— А Вовка уже спит, — удовлетворенно проговорил рядом опирающийся на поручень дед, — еле уложил сорванца, обязательно при отплытии хотел присутствовать, а подушки коснулся — и сразу засопел. Комары его закусали. Я окно закрыл, а они — в щели. Так я газету нарезал и все щели заклеил. Вместо клея — варенье смородиновое пошло, ложки три истратил. Зато — ни комарика! Ну, ближе к Салехарду они угомонятся. Там еще холодно. Вы тоже до Салехарда? Тогда есть смысл познакомиться, почти четверо суток вместе жить!
— Четверо суток! — Фомичев присвистнул. Но в глубине души оставался спокоен. Не все ли равно, четверо суток или даже вся неделя? Даже интересно перед возвращением в Москву…
— Савельев моя фамилия. Никифор Анисимович. Знаете, один человек — в общем неглупый и сравнительно образованный — имел со мной беседу. О причинах человеческих перемещений в пространстве. Он называл эти перемещения миграциями. А вы как бы их назвали?
Прошли под мостом через Иртыш. В это время как раз поезд по мосту грохотал. А в небе, над рекой с «Ударником пятилетки» посередине, и над мостом с ползущим по нему грохочущим стальным удавом, беззвучно, горделиво летел махонький — если снизу смотреть — самолет. Да, ничего не скажешь, перемещаются люди в пространстве, очень даже интенсивно перемещаются… Никифор Анисимович терпеливо ожидал ответа.

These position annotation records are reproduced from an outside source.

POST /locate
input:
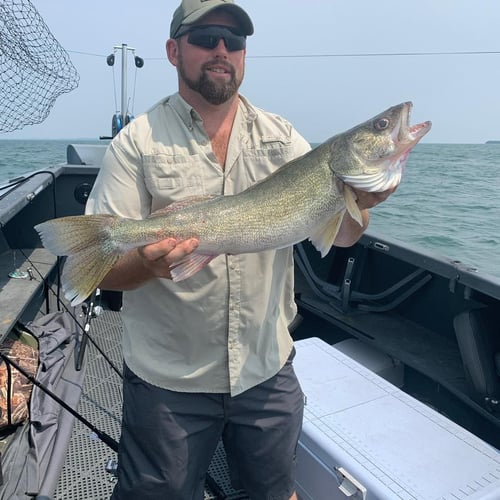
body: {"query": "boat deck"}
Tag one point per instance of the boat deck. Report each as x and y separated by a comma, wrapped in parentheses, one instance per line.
(84, 475)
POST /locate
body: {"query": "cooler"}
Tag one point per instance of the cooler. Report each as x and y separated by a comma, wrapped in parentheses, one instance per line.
(363, 438)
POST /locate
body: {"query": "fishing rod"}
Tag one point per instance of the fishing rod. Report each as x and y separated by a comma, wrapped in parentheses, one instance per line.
(105, 438)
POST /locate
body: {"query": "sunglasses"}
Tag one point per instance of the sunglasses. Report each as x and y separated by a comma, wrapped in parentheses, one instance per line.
(209, 36)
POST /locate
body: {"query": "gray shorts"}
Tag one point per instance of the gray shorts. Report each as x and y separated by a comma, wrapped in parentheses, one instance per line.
(168, 439)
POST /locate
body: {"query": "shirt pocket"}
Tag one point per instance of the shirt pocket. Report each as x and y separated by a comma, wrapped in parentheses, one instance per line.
(270, 153)
(172, 177)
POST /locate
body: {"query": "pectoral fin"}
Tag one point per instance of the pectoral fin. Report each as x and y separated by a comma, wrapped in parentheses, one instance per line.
(190, 265)
(351, 205)
(323, 237)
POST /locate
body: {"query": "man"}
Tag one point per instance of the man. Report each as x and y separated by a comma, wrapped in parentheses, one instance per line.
(209, 357)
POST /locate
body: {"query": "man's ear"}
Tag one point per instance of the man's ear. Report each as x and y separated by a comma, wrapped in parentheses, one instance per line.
(172, 51)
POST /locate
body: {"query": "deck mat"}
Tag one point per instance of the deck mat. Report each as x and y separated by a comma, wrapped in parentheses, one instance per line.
(84, 475)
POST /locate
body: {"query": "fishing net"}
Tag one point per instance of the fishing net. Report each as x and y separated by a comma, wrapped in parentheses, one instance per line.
(34, 68)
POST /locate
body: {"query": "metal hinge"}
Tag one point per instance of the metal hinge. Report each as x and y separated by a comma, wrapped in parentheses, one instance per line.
(349, 485)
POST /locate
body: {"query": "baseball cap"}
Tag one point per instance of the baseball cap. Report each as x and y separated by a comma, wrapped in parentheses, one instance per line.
(190, 11)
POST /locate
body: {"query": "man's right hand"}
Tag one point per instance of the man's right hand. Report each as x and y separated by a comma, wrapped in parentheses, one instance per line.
(158, 257)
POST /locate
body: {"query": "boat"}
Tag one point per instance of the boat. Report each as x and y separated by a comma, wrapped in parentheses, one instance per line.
(419, 327)
(435, 319)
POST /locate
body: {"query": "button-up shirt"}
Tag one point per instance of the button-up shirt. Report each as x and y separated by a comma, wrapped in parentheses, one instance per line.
(225, 329)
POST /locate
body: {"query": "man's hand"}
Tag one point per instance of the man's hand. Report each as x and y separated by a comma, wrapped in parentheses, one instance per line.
(366, 200)
(158, 257)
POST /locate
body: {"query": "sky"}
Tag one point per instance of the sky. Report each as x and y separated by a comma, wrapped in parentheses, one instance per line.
(308, 61)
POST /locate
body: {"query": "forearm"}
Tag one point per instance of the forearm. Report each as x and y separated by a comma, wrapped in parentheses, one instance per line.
(350, 231)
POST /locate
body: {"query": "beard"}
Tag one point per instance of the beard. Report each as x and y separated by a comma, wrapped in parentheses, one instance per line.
(214, 92)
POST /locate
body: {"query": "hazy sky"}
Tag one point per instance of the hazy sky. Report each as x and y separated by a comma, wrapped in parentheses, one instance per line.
(305, 62)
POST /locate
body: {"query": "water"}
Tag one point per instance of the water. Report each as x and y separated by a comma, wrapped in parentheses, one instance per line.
(447, 203)
(18, 157)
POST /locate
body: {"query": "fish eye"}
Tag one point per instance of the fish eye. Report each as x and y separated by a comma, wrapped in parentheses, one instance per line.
(381, 124)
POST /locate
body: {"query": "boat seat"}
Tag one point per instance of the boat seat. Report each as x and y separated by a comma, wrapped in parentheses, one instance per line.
(478, 335)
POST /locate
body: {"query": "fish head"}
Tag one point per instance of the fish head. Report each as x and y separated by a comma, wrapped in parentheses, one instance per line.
(372, 156)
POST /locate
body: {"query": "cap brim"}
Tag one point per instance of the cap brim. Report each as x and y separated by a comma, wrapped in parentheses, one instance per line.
(244, 21)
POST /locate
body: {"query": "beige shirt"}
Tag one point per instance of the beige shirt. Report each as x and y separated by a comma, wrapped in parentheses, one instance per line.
(225, 329)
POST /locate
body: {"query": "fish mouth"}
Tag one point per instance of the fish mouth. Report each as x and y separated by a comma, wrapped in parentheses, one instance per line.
(386, 173)
(406, 136)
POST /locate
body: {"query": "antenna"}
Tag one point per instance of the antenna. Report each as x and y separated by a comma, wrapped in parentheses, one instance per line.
(121, 117)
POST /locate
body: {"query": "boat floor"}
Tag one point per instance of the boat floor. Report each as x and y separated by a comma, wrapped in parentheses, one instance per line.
(84, 475)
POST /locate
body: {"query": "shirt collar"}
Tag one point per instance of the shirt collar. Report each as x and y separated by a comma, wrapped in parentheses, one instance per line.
(189, 115)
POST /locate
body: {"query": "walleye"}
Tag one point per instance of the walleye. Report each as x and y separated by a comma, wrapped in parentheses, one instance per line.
(305, 198)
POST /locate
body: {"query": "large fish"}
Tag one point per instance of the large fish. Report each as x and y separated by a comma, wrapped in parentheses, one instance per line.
(305, 198)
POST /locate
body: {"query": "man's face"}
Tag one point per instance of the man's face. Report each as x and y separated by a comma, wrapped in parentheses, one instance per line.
(216, 74)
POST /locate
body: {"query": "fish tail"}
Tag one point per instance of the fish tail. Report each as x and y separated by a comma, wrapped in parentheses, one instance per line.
(91, 253)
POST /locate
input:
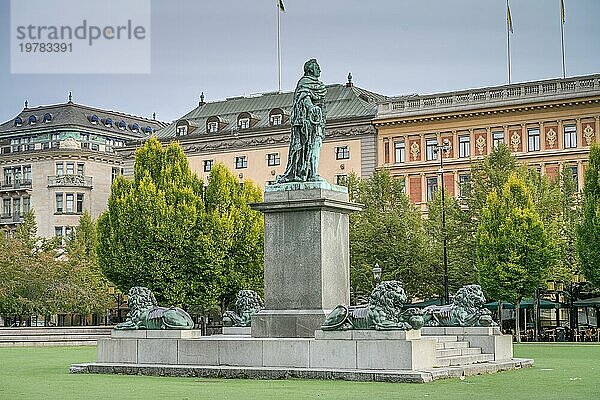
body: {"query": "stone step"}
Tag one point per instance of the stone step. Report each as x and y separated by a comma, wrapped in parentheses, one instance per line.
(463, 360)
(50, 343)
(464, 351)
(41, 338)
(445, 338)
(451, 345)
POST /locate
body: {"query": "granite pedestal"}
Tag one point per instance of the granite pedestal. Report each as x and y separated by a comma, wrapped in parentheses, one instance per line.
(307, 261)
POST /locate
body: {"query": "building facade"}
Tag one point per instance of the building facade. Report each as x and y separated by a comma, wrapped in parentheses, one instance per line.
(547, 124)
(250, 135)
(60, 160)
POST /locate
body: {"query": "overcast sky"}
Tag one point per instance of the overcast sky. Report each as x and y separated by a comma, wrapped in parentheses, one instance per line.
(227, 48)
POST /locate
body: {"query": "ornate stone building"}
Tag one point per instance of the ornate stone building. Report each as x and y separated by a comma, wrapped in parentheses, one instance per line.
(547, 124)
(250, 135)
(60, 160)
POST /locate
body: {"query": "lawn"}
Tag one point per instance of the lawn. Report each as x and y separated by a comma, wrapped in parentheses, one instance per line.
(561, 371)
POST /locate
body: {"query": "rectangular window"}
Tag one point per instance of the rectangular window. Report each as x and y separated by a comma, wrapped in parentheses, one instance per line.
(115, 172)
(26, 204)
(59, 202)
(464, 146)
(431, 187)
(273, 159)
(16, 207)
(79, 203)
(27, 173)
(244, 123)
(431, 149)
(533, 135)
(207, 164)
(212, 127)
(341, 180)
(241, 162)
(8, 176)
(570, 136)
(497, 138)
(69, 203)
(399, 152)
(574, 175)
(463, 181)
(7, 207)
(276, 119)
(342, 153)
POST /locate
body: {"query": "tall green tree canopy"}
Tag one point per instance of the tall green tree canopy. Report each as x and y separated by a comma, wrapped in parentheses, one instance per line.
(164, 231)
(588, 231)
(514, 252)
(389, 231)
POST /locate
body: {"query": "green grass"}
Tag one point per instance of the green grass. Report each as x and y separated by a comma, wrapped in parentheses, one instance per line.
(561, 371)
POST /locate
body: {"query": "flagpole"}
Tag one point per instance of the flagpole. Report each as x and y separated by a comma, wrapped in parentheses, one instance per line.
(562, 35)
(508, 17)
(278, 45)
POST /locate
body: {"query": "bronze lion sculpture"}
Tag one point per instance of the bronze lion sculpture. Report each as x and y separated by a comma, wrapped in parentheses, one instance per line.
(144, 313)
(385, 311)
(466, 310)
(247, 303)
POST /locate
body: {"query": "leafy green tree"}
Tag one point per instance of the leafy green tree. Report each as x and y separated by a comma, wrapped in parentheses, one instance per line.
(588, 231)
(462, 262)
(164, 231)
(389, 231)
(238, 227)
(514, 252)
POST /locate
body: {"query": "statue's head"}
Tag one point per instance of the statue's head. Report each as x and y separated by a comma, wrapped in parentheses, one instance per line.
(311, 67)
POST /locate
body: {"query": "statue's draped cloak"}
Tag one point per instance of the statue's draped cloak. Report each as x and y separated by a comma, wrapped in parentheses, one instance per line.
(307, 130)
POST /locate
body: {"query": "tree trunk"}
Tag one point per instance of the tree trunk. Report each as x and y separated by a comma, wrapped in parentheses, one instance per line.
(517, 320)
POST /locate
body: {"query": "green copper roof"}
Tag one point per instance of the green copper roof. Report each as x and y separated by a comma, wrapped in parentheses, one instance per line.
(342, 102)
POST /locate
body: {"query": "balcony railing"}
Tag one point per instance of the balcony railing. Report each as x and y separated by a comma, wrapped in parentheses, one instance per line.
(70, 181)
(17, 184)
(493, 96)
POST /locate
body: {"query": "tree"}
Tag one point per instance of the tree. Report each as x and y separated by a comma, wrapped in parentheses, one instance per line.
(389, 231)
(462, 262)
(588, 231)
(513, 250)
(241, 228)
(161, 230)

— Я бы назвал такие перемещения путешествиями, — сумрачно отозвался Фомичев.
— Вот это верно! — обрадовался дед. — Мигрируют олени. А люди — путешествуют! Ну, а какое ваше мнение о причинах будет? Почему путешествуют? Социальные законы?
— Главным образом… Но, конечно, немалое значение имеет натура-дура. То есть движение души, — Фомичев, как мог, пытался перебороть свое плохое настроение.
Савельев был потрясен. Протянул руку, сильно, до боли, сжал пальцы единомышленника.
— Тогда… Могу вам признаться, — сказал он с волнением, — мы с Вовкой — путешественники!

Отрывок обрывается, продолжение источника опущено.